John Rettig (EVP and CFO)
Sure.
Operator (participant)
We have one more time. We have time for only one more question, and our next question comes from Andrew Bauch of SMBC. Andrew, your line is now open. Please go ahead.
Andrew Bauch (Director and Senior Equity Analyst)
Hey, guys. Thanks for squeezing me in here. You know, René, you've been talking about the unified platform underway and that build being able to go to market with all three of the assets and now Finmark really bundled in one product. I guess how far away are we from that becoming a pure reality? Maybe if you can just give us an update on how you expect that to translate to an impact on the model one way or another.
René Lacerte (Chairman, CEO and Founder)
Sure. Thank you, Andrew. You know, I think about it in kind of different phases and steps. I mean, the first thing, you know, to build anything requires one team, and we started that process, obviously with the acquisitions and then integrating the organizations last winter. Then it takes kind of one brand look and feel, which we just announced. And then, you know, obviously it takes one platform. And, you know, where we're at right now is that we have the backends talking to each other, and they're integrated, and that allows us to start developing the customer experience. And obviously, Finmark will be on top of this. But we really see that the importance of having one place for any customer to be able to get the value that we see. We see that as being really important.

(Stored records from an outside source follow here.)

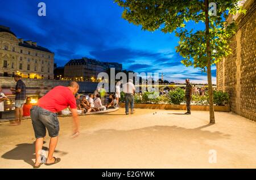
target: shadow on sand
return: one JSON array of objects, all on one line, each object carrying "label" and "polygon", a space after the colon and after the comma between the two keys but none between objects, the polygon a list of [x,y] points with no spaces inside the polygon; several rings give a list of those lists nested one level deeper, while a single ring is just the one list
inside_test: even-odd
[{"label": "shadow on sand", "polygon": [[[46,142],[44,142],[44,144]],[[48,148],[43,146],[43,150],[48,151]],[[68,153],[59,150],[55,150],[54,152],[60,153],[62,155],[67,155]],[[22,143],[16,144],[16,147],[3,154],[1,157],[7,160],[23,160],[32,166],[34,164],[32,159],[35,158],[35,143],[32,144]]]}]

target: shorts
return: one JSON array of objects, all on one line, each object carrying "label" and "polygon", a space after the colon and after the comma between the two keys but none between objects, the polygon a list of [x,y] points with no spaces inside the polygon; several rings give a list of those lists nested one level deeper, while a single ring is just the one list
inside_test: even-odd
[{"label": "shorts", "polygon": [[119,93],[115,93],[115,97],[118,97],[118,98],[120,98],[121,97],[121,95]]},{"label": "shorts", "polygon": [[15,104],[14,106],[15,108],[23,108],[24,104],[24,100],[15,100]]},{"label": "shorts", "polygon": [[60,126],[57,115],[57,113],[51,112],[39,106],[32,107],[30,116],[36,139],[44,138],[46,135],[46,129],[51,138],[59,135]]}]

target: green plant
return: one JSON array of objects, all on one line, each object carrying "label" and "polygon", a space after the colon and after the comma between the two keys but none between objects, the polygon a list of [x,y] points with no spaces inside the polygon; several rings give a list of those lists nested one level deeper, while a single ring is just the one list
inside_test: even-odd
[{"label": "green plant", "polygon": [[177,88],[174,91],[170,91],[168,93],[170,104],[180,104],[185,100],[185,92],[181,88]]},{"label": "green plant", "polygon": [[169,97],[168,95],[164,95],[159,96],[159,104],[166,104],[168,102]]},{"label": "green plant", "polygon": [[209,105],[209,96],[208,95],[200,96],[199,95],[192,95],[192,102],[196,105]]},{"label": "green plant", "polygon": [[142,95],[143,103],[158,104],[160,96],[157,92],[145,92]]},{"label": "green plant", "polygon": [[222,91],[213,91],[213,103],[217,105],[227,104],[229,99],[229,95]]},{"label": "green plant", "polygon": [[134,95],[134,103],[141,103],[142,100],[142,97],[138,94],[135,94]]},{"label": "green plant", "polygon": [[[207,72],[211,123],[215,123],[211,66],[232,53],[229,43],[236,27],[226,19],[229,14],[245,13],[240,1],[214,1],[218,6],[213,14],[209,0],[114,0],[124,8],[122,18],[143,30],[175,31],[180,38],[176,52],[184,58],[182,63]],[[185,28],[188,22],[203,23],[205,28],[188,30]]]}]

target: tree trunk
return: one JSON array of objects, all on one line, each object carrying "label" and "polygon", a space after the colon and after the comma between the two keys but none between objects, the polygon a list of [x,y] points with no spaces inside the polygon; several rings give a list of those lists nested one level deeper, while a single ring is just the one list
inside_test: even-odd
[{"label": "tree trunk", "polygon": [[209,36],[209,0],[204,1],[205,5],[205,35],[207,42],[207,79],[208,81],[208,93],[209,93],[209,103],[210,105],[210,123],[215,123],[214,119],[214,109],[213,106],[213,93],[212,83],[212,72],[210,70],[211,65],[211,52],[210,48],[210,37]]}]

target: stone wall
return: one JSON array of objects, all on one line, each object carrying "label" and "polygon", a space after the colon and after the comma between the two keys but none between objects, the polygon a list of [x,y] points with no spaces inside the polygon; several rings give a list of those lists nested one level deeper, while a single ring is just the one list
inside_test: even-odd
[{"label": "stone wall", "polygon": [[[22,79],[28,88],[36,89],[40,87],[54,87],[57,85],[67,86],[69,81],[61,81],[48,79]],[[85,92],[93,92],[96,89],[98,83],[79,82],[79,92],[84,91]],[[10,88],[14,87],[16,82],[14,78],[0,77],[0,86]]]},{"label": "stone wall", "polygon": [[231,39],[232,54],[217,65],[217,85],[229,94],[232,112],[256,121],[256,3],[247,2]]}]

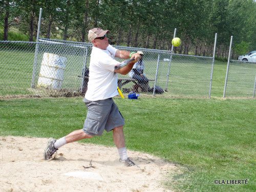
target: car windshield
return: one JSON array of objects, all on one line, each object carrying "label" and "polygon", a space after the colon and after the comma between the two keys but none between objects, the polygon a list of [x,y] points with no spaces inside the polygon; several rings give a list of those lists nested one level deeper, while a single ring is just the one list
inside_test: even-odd
[{"label": "car windshield", "polygon": [[250,53],[249,53],[247,55],[251,55],[252,53],[256,53],[256,51],[251,51]]}]

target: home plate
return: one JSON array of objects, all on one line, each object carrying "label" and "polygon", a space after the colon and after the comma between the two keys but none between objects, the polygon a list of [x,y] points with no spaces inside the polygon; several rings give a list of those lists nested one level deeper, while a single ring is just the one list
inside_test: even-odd
[{"label": "home plate", "polygon": [[103,180],[102,177],[96,173],[87,172],[69,172],[62,175],[74,177],[79,177],[83,179],[96,179],[97,180]]}]

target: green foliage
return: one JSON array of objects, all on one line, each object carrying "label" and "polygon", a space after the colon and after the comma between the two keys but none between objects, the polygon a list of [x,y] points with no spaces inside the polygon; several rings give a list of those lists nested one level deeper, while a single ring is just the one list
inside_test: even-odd
[{"label": "green foliage", "polygon": [[233,50],[237,55],[244,55],[248,52],[249,47],[249,43],[242,41],[240,44],[236,44]]},{"label": "green foliage", "polygon": [[[4,32],[0,31],[0,40],[4,40]],[[23,33],[15,31],[8,32],[8,40],[28,41],[28,37]]]},{"label": "green foliage", "polygon": [[[62,137],[82,127],[87,112],[82,100],[0,100],[0,135]],[[125,119],[128,148],[156,155],[180,169],[165,180],[168,189],[255,190],[256,100],[141,96],[137,100],[115,101]],[[112,134],[105,132],[81,142],[114,146]],[[246,179],[247,185],[214,183]]]},{"label": "green foliage", "polygon": [[[234,45],[244,41],[250,50],[256,45],[256,3],[249,0],[5,0],[0,1],[0,24],[8,12],[9,27],[32,41],[40,7],[43,37],[87,41],[88,30],[98,27],[111,31],[116,45],[170,50],[177,28],[183,42],[179,53],[210,56],[217,33],[219,57],[227,57],[231,35]],[[236,53],[244,51],[238,49]]]}]

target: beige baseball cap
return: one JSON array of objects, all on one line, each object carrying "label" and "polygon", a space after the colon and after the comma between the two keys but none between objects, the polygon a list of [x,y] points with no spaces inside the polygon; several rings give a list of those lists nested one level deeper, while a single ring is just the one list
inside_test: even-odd
[{"label": "beige baseball cap", "polygon": [[144,55],[143,52],[141,51],[138,51],[137,53],[139,53],[140,55]]},{"label": "beige baseball cap", "polygon": [[88,32],[88,40],[90,42],[92,42],[92,40],[96,38],[102,37],[109,32],[110,31],[109,30],[104,31],[100,28],[93,28],[90,29]]}]

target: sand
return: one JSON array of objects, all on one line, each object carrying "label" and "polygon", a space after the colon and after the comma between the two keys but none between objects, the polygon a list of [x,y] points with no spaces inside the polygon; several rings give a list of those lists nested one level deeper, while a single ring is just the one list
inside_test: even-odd
[{"label": "sand", "polygon": [[178,169],[173,163],[128,151],[139,166],[128,167],[119,162],[116,148],[78,142],[45,161],[48,140],[0,137],[0,191],[172,191],[163,183]]}]

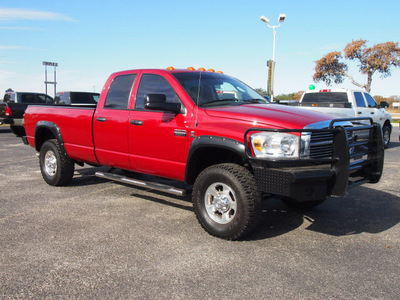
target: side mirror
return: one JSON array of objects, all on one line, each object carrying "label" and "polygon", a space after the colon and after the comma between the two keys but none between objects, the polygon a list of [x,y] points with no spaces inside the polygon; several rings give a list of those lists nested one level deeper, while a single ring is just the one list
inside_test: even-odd
[{"label": "side mirror", "polygon": [[380,108],[388,108],[389,106],[389,102],[387,101],[381,101],[381,103],[379,104]]},{"label": "side mirror", "polygon": [[175,114],[181,112],[181,104],[167,102],[167,97],[164,94],[146,94],[144,96],[144,108],[168,111]]}]

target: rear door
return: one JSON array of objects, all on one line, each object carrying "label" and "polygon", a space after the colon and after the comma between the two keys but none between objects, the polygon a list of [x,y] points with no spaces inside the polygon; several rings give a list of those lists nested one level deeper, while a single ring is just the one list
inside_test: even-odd
[{"label": "rear door", "polygon": [[126,73],[111,78],[104,106],[96,109],[93,139],[102,165],[130,169],[128,103],[136,77],[136,73]]}]

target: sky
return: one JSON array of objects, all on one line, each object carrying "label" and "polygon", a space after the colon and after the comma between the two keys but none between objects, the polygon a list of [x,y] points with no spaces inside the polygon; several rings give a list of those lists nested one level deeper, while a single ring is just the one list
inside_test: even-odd
[{"label": "sky", "polygon": [[[315,61],[360,38],[400,41],[399,11],[399,0],[0,0],[0,93],[44,92],[43,61],[58,63],[57,91],[100,92],[113,72],[169,66],[213,68],[266,89],[273,33],[260,16],[278,25],[279,14],[275,95],[323,89],[312,80]],[[349,71],[365,83],[356,64]],[[400,68],[375,74],[371,94],[400,95]]]}]

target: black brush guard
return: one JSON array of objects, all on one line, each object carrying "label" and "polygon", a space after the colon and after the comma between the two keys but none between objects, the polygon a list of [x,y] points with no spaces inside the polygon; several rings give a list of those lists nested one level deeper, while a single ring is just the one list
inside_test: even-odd
[{"label": "black brush guard", "polygon": [[[352,122],[353,127],[338,125],[343,122]],[[255,158],[248,136],[249,133],[260,131],[331,132],[332,155],[298,160]],[[324,129],[250,128],[244,140],[246,154],[261,192],[291,197],[297,201],[320,200],[327,196],[343,196],[347,190],[364,183],[376,183],[382,175],[382,129],[371,118],[335,119]]]}]

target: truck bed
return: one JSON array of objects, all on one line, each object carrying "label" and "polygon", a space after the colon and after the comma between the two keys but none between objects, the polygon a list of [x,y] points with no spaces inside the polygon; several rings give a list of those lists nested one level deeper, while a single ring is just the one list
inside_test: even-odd
[{"label": "truck bed", "polygon": [[35,147],[35,128],[40,122],[54,123],[54,130],[61,133],[65,150],[71,159],[98,164],[92,137],[94,111],[92,107],[29,106],[25,112],[30,116],[25,123],[27,141]]}]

We see customers wanting to, you know, continue to save time, spend less time managing their financial operations, and more time thinking about the insights. You know, we continue to, you know, develop and work on that mission to serve millions of businesses and to be their essential financial operations platform. That's something that, you know, we'll continue to develop, you know, over the coming, you know, intermediate term.
Andrew Bauch (Director and Senior Equity Analyst)
Great. Sounds like great progress. I know it's been asked before, but maybe I'll ask it in slightly different way. I mean, Divvy delivering, you know, six straight quarters of triple-digit growth is just continues to impress. Is there something about Divvy or next-gen expense management solutions that are accelerating in the current environment? We've heard from your peers that are also seeing, you know, it's similar kinds of impressive results.
René Lacerte (Chairman, CEO and Founder)
You know, I'd say for us, you know, we continue to, you know, work hard on honing the go-to-market and have prioritized the active and engaged customers. As we do that, we get results like you're seeing. Everybody on the team is really focused on how do we make sure customers are getting value in using the product. When they do that, they put spend on the cards that we have, and that drives obviously opportunities for them to manage their business better. The focus is always gonna be on customers. I think what we're seeing is that the solution is, you know, early in the market, earlier than you would say the core BILL, experience is.
There is demand, and there is plenty of opportunity for us to keep driving that demand across our platform and across the market at large.
Andrew Bauch (Director and Senior Equity Analyst)
Yeah.
René Lacerte (Chairman, CEO and Founder)
Great.
Andrew Bauch (Director and Senior Equity Analyst)
The core BILL platform being a great incubator for it as well. Thank you, guys.
René Lacerte (Chairman, CEO and Founder)
Thank you. Well, I just wanted to say thanks everyone for joining us today. BILL kicked off fiscal 2023 with a great Q1, delivering high growth and non-GAAP profitability while making investments to position us for the long run. We're excited about the large opportunity we have to automate the future of finance for millions of businesses to help them succeed. Thanks again for joining us today. Thank you.